In this exercise you can investigate with a simple test program how processes and threads are mapped to physical cores. Program performs also simple calculations and prints out the time spent in the calculation. Calculation is replicated over the MPI tasks / threads, and there are no parallel overheads so that in principle the timing should always remain the same.
Example output like
...
Rank 002 thread 01 on nid002533 core = 8-11 numa = MPOL_DEFAULT (3.309177 seconds)
...
means that operating system is allowed to move the thread in any of the physical cores 8-11. Note: AMD CPUs in LUMI support also 2-way simultaneous multithreading (SMT). When SMT is enabled, physical cores have ids 0-127 and "hyperthreads" ids 128-255.
-
Build the code with the provided Makefile by issuing
make
-
Try to run code in serially and with a basic parallel configuration with the provided batch job scripts job_affinity_serial.sh and job_affinity_parallel.sh.
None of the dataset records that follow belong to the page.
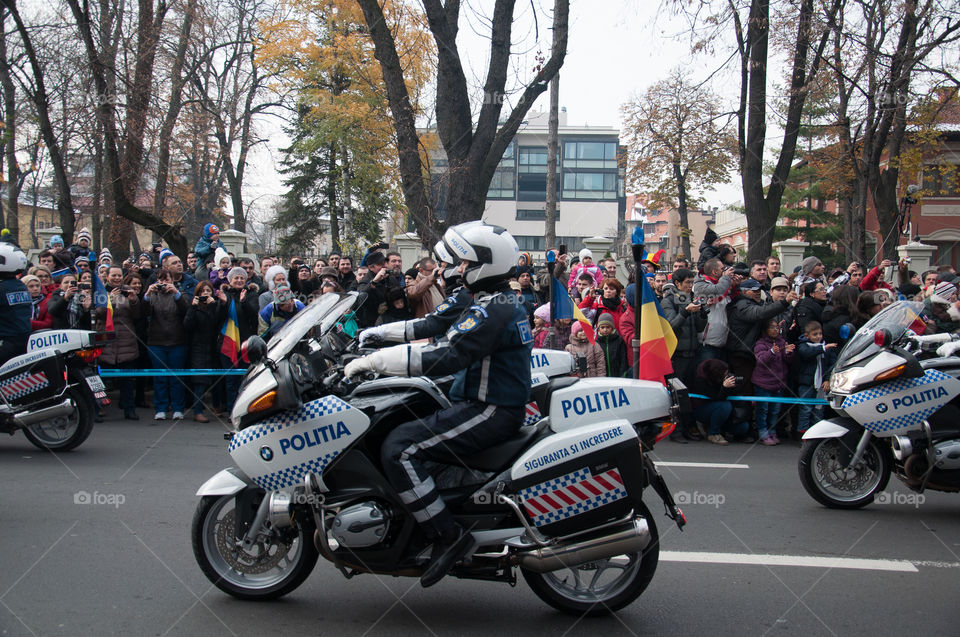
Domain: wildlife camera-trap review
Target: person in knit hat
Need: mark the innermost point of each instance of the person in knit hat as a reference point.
(82, 247)
(811, 270)
(221, 274)
(586, 265)
(207, 244)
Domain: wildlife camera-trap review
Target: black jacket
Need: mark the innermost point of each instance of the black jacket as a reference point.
(203, 331)
(745, 319)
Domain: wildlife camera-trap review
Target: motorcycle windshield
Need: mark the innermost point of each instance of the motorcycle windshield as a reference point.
(322, 314)
(896, 319)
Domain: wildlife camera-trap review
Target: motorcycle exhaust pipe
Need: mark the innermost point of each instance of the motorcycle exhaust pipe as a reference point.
(902, 447)
(632, 537)
(27, 418)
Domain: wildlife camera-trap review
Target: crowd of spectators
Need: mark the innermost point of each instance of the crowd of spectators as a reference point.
(741, 328)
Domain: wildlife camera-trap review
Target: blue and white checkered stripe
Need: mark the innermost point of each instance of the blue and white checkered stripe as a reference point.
(908, 419)
(550, 486)
(580, 507)
(293, 475)
(28, 382)
(309, 411)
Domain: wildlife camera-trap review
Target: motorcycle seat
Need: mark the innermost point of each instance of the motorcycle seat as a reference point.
(541, 394)
(495, 458)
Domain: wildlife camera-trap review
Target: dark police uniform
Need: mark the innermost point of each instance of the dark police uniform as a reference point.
(488, 350)
(15, 311)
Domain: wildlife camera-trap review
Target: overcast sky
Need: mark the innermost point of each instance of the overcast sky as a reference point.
(616, 49)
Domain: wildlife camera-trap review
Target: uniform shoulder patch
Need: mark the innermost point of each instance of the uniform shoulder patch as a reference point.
(467, 324)
(526, 334)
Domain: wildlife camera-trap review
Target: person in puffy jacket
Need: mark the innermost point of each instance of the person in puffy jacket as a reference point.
(124, 350)
(586, 265)
(589, 355)
(200, 323)
(773, 355)
(613, 348)
(687, 318)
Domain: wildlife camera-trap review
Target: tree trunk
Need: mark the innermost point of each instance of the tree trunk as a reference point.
(681, 178)
(11, 207)
(553, 146)
(40, 100)
(173, 110)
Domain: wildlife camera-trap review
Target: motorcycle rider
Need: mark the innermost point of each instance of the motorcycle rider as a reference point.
(15, 303)
(488, 349)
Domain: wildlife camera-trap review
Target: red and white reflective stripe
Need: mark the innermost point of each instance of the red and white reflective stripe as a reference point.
(573, 494)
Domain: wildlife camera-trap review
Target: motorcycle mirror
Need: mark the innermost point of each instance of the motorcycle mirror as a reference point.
(254, 349)
(847, 330)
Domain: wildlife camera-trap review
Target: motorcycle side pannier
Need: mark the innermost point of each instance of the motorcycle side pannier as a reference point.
(580, 478)
(39, 380)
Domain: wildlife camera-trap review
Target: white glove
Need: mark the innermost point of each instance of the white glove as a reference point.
(392, 361)
(365, 336)
(948, 349)
(392, 332)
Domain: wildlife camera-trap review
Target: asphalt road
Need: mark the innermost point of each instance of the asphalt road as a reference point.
(119, 562)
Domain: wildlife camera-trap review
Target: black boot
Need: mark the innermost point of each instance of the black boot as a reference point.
(447, 551)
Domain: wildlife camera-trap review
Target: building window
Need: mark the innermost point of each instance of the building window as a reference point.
(590, 155)
(502, 184)
(578, 185)
(941, 181)
(533, 215)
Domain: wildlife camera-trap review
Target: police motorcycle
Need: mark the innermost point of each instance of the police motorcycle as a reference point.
(560, 501)
(897, 410)
(50, 391)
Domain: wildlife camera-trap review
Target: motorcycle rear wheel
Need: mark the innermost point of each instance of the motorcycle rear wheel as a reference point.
(824, 477)
(274, 570)
(585, 591)
(67, 432)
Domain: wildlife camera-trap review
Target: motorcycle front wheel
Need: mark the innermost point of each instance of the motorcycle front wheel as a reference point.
(603, 586)
(825, 477)
(273, 567)
(65, 432)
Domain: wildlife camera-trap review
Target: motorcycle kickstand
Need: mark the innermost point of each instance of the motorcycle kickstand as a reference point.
(931, 456)
(861, 448)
You should see that code runs slower when using all the cores in the node due to dynamic scaling of CPU clock frequencies.
-
There are also batch job scripts ("bad" and "very bad") that on purpose mess up the mapping between processes/threads to cores. Try to run the code with them and investigate the results.
-
Compare the results for different cases when code is build with different compilers, e.g.
module swap PrgEnv-cray PrgEnv-gnu make -B
You may play in the batch job scripts with settings for OMP_NUM_THREADS
and
try setting there also export OMP_PLACES=cores
.